日々の業務をAIで短縮したいというより、うちは「困った時の駆け込み寺」ポジション。
ここから自分の話。結局ここが本題。
- 取り扱い商材:メーカーのスタンダードモデル中心(普段使いPC)
- 構成:GPUなし/カスタム幅も薄め(AI向けPCが棚にない)
- 顧客:お年寄り〜ファミリー層が多い(ネット・メール・年賀状)
- 求められる価値:最先端より「買ってすぐ使える安心」「困った時に持ち込める」
この属性があるから、AIの話はまずこうなる。
弊社の文脈に乗るか?
待ちの仕事で、来店が発生したら対応する。
そもそも書類作成で困ってる業務でもない。
このモデルで「AIを柱にしよう」は、地形的に無理が出る。
「AIでなんかできないか」は、だいたい「無料ChatGPTで金儲けできんか?」だ
もし中小の社長から「AIで何かできない?」と言われたら、
これは「AIで業務改善したい」じゃない。
だいたい「AIで金儲けできんか?」の意味だ。
少なくとも弊社の社長は、そっち。
社長のプランとしてはAIセミナーが思い浮かんでいるようだ。
見積書、請求書そうしたことがAIで作れますよ!みたいな、
一見価値がありそうなことを教えたいらしい。
でも実際には、そうした作業はAIに任せるより、
弥生なり、かるがるシリーズなり、専用ソフトを使った方が安定するし、
AIで作成するよりも情報漏洩の心配も少なくなる。
むしろ弥生みたいなソフト会社がAIを組み込んで「補助」として活用できる未来の方が現実的。

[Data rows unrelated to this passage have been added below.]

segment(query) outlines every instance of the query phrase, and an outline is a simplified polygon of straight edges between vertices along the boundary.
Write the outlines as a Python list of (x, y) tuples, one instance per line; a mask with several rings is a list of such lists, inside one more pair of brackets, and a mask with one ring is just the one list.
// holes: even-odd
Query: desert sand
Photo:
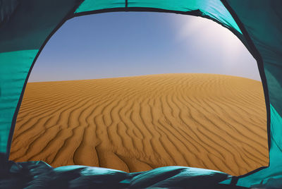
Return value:
[(262, 83), (197, 73), (30, 83), (10, 159), (243, 174), (268, 164)]

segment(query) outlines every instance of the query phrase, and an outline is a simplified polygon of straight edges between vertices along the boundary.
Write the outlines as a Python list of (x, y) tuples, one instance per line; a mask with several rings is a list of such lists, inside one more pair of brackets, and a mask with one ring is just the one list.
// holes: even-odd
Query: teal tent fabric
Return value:
[(37, 57), (75, 16), (157, 11), (202, 16), (234, 33), (256, 59), (267, 110), (269, 166), (226, 184), (266, 184), (282, 178), (282, 1), (281, 0), (0, 0), (0, 154), (8, 159), (23, 92)]

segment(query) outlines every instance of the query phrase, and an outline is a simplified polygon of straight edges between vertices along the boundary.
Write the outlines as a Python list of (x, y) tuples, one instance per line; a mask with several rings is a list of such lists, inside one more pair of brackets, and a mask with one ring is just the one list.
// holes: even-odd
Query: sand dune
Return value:
[(214, 74), (28, 83), (10, 159), (141, 171), (268, 164), (262, 83)]

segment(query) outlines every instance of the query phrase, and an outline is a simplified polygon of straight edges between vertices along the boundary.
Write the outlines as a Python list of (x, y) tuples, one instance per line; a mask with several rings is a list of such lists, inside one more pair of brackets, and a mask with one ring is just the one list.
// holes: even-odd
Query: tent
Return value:
[(250, 187), (282, 178), (281, 9), (281, 0), (0, 0), (1, 163), (8, 159), (31, 70), (46, 43), (67, 20), (104, 12), (155, 11), (210, 19), (245, 45), (257, 62), (262, 81), (269, 163), (222, 183)]

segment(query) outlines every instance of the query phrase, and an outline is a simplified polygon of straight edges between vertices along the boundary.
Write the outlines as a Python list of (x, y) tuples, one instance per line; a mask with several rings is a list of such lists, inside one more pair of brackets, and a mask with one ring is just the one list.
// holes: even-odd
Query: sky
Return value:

そもそも社内でAIを活用していない会社がAIのセミナーを行っても、
内容は検索して出てくる薄味のものにしかならない。
AIとは!プロンプトとは!みたいな形は一応作れるだろうが、
受講者がそれで現場でどう活かそうかってなっても困るはずだ。
開催してもリピートされるセミナーになる確率は高くないだろう。
AI活用は「本業と地続きで扱えるか」から逃げられない
まとめ:AIを活かすには「本業と地続きで扱えるか」から逃げられない
AIは新しい土地へ行く夢のロケットにならない。なりにくい。
別の場所に飛ぶんじゃなく、今いる土地を広げていく補助パーツ。
改めて並べると、こういう地形だった。
- パソコン工房:AI用途でPCを語れる土壌がある(AIは商品のアピールポイントに過ぎない)
- ドスパラ:同上+サイト運用強化まで足せる(商品アピール他、サイトのサポート強化でAI活用)
- ヤマダデンキ:集客・運用の強化パーツとしてAIを混ぜる(こちらも本業に響くようにAIを扱う)
- カンマン:本業(HP/システム)の延長でAI研修を玄関にできる(地続きの素直なモデル)
- サードウェーブ:AIを提供する側として投資し、新しい島を作ろうとしてる(別格の土俵)
どこも無料のチャットAIでどうにかできる範囲じゃない。
API等を活用して独自に組み込んでる。
中小の社長さんが「会社のためにAIで何かできないか」と思うのは健全だと思う。
ただ、まず周りを見回して「AI単発で柱にしてる所があるか?」を確認した方がいい。
どこも本業をAIで補佐・強化できる余地があるから導入してる。
同じローカル中小でも、カンマンは本業の地続きでAIの実績を積んでる。
実績があるからこそ、濃いセミナーができる。
セミナー単体の収益がフロントエンドになり、本業に案内できる構造。
そうなると商材、顧客の属性から考えても、
弊社は仮に内容の薄いAIセミナーを開催しても、
バックエンドがないので次に繋がる構造ではない。
改めて、AIを活かせる土壌が薄いなと思うのであった。